This event marks the first in-person YC Paper Club meetup, aimed at building a community that connects top founders with experienced researchers. The host emphasized the community's mission to address the information asymmetry between academic research and industrial deployment, and reflected on personally witnessing the early days of AI companies like OpenAI through YC. Located in Silicon Valley, the event was designed to tap into the region's rich AI talent, advance real-world applications through accessible paper discussions, and spark more collaboration between academia and industry.
⚡️ Speculative-Speculative Decoding (SSD) for Inference Acceleration
Tanishq presented how Speculative-Speculative Decoding (SSD) speeds up large-model inference, arguing that inference is not just a cost problem but a fundamental capability constraint. The core idea behind SSD is parallelizing traditionally serial inference steps — a draft model predicts the verifier's future outputs, hiding the latency of the drafting phase. This approach enables significant throughput gains on limited hardware. It demonstrates that algorithmic innovation can not only cut costs but treat inference "think time" as a core capability, delivering higher-quality intelligent output.
🤖 Diffusion Model Predictive Control (DMPC) for Robotics
Stanis introduced how diffusion models can be incorporated into Model Predictive Control (MPC) to build more robust robot policies. DMPC combines multi-step action plan generation with multi-step dynamic model prediction, effectively reducing error accumulation in long-horizon trajectory forecasting. A key advantage is real-time adaptation to new tasks and different dynamics — by modifying test-time reward functions or updating the dynamics model — without retraining the full policy. Experiments show that DMPC can leverage video data more effectively than traditional imitation learning and generalizes well across diverse tasks.
Isaac explored LayWorld, an efficient world-model approach based on the Joint-Embedding Predictive Architecture (JEPA), designed to solve the collapse problem in representation learning. By introducing a novel SigReg regularization term, the model maintains a healthy distribution in latent space and ensures prediction stability. Compared to existing complex methods, LayWorld achieves efficient training with minimal hyperparameter tuning.
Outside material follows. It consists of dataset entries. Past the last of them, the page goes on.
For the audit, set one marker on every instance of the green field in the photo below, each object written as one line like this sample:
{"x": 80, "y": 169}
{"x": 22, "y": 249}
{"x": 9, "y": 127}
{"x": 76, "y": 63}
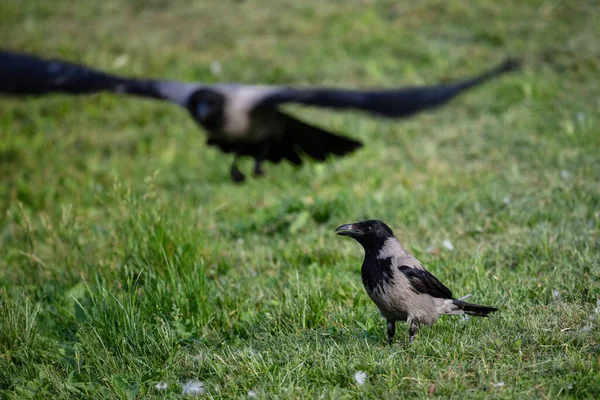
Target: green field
{"x": 128, "y": 258}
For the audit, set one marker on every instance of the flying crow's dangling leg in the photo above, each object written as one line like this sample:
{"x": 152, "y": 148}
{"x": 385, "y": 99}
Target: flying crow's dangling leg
{"x": 412, "y": 331}
{"x": 236, "y": 175}
{"x": 260, "y": 158}
{"x": 391, "y": 330}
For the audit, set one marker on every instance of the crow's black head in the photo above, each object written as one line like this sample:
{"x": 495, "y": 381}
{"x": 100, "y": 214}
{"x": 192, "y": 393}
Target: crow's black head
{"x": 372, "y": 234}
{"x": 207, "y": 108}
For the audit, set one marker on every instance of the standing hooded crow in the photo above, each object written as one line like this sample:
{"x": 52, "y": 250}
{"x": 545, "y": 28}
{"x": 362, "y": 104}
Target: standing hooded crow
{"x": 399, "y": 284}
{"x": 239, "y": 119}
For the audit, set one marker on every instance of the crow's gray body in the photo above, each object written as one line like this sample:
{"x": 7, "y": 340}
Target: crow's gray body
{"x": 399, "y": 284}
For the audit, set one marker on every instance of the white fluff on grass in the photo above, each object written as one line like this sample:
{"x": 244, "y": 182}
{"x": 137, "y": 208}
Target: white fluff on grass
{"x": 360, "y": 377}
{"x": 193, "y": 388}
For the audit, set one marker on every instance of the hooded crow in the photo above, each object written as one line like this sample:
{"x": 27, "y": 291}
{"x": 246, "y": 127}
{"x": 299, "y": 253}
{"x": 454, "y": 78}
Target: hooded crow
{"x": 240, "y": 119}
{"x": 399, "y": 284}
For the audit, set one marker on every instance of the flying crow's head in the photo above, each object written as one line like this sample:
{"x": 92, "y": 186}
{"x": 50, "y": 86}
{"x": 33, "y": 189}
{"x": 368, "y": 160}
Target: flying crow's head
{"x": 206, "y": 106}
{"x": 372, "y": 233}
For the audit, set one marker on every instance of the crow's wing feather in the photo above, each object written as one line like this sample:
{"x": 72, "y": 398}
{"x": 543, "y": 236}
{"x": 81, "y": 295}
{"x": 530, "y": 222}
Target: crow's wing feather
{"x": 393, "y": 103}
{"x": 422, "y": 281}
{"x": 24, "y": 74}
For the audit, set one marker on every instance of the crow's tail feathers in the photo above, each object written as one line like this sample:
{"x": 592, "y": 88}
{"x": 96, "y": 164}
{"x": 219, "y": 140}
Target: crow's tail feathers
{"x": 474, "y": 309}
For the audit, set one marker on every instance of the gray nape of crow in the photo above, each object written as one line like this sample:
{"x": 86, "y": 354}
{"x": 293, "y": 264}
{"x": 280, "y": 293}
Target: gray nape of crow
{"x": 399, "y": 284}
{"x": 240, "y": 119}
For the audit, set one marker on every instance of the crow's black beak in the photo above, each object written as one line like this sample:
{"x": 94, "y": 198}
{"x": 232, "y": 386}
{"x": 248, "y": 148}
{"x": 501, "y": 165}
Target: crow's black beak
{"x": 349, "y": 230}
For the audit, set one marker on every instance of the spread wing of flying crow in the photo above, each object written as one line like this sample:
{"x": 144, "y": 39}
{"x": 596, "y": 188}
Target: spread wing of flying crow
{"x": 241, "y": 119}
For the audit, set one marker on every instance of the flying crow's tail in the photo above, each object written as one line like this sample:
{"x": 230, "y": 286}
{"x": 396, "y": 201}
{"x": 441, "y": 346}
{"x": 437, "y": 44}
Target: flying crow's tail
{"x": 23, "y": 74}
{"x": 474, "y": 309}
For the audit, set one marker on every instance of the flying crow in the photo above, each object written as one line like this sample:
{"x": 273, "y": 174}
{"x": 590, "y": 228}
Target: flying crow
{"x": 399, "y": 284}
{"x": 239, "y": 119}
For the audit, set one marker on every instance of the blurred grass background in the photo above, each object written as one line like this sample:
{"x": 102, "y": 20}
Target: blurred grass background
{"x": 128, "y": 258}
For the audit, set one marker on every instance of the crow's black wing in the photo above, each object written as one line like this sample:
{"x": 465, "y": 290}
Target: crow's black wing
{"x": 24, "y": 74}
{"x": 393, "y": 103}
{"x": 422, "y": 281}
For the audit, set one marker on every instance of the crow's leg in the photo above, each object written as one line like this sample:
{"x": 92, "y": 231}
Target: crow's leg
{"x": 391, "y": 330}
{"x": 412, "y": 331}
{"x": 260, "y": 158}
{"x": 234, "y": 172}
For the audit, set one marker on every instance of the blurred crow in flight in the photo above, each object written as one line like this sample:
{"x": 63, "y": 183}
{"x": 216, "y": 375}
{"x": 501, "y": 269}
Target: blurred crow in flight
{"x": 240, "y": 119}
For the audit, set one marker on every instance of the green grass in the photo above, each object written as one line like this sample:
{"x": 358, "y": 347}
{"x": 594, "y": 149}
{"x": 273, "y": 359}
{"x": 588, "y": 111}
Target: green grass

It also demonstrates strong uncertainty quantification — detecting anomalous input fluctuations in real time — providing critical support for safe planning and decision-making by intelligent agents in the real world.
🧠 Exploring the Nature of Deep Learning Generalization
Akshay discussed a deeper understanding of generalization in deep learning, focusing on why large-scale models still perform well despite over-parameterization, contrary to traditional statistical predictions of overfitting. Using the PAC-Bayes framework, he explained the positive correlation between model compressibility and generalization performance, noting that over-parameterized models tend to find smoother, more compressible solutions in parameter space. By introducing soft inductive biases, neural networks balance strong expressive power with the ability to fit structured data — demystifying deep learning and pointing the way toward improved sample efficiency.
📈 Infinite-Compute Training Strategies Under Data Constraints
Kan Wu addressed how to maximize data efficiency through algorithmic innovation when pre-training data is scarce but compute is abundant. The paper proposes combining regularization with ensembling, finding that aggressive weight decay combined with ensemble training significantly reduces the asymptotic performance loss. This research explores scaling laws in compute-unconstrained settings, demonstrating that data epoching and distillation can match or even exceed traditional pre-training performance on smaller datasets — offering an engineering-grade methodology for model training when data is scarce.
Highlights
⚡ Speculative-Speculative Decoding treats inference "think time" as a core capability — not just a cost — by parallelizing serial steps to unlock higher-quality model output on limited hardware.
🤖 Diffusion Model Predictive Control enables robots to adapt to new tasks at test time by modifying reward functions or dynamics models without retraining, making real-world deployment far more practical.
🌍 The LayWorld model solves representation collapse with a lightweight SigReg term, enabling efficient world-model training with strong uncertainty quantification for safe agent decision-making.
🧠 Model compressibility positively correlates with generalization: over-parameterized networks find smoother, more compressible solutions, explaining why large models don't overfit as classical theory predicts.
📈 When data is scarce but compute is abundant, combining aggressive weight decay with ensemble training can match or exceed traditional pre-training performance — a practical blueprint for data-constrained builders.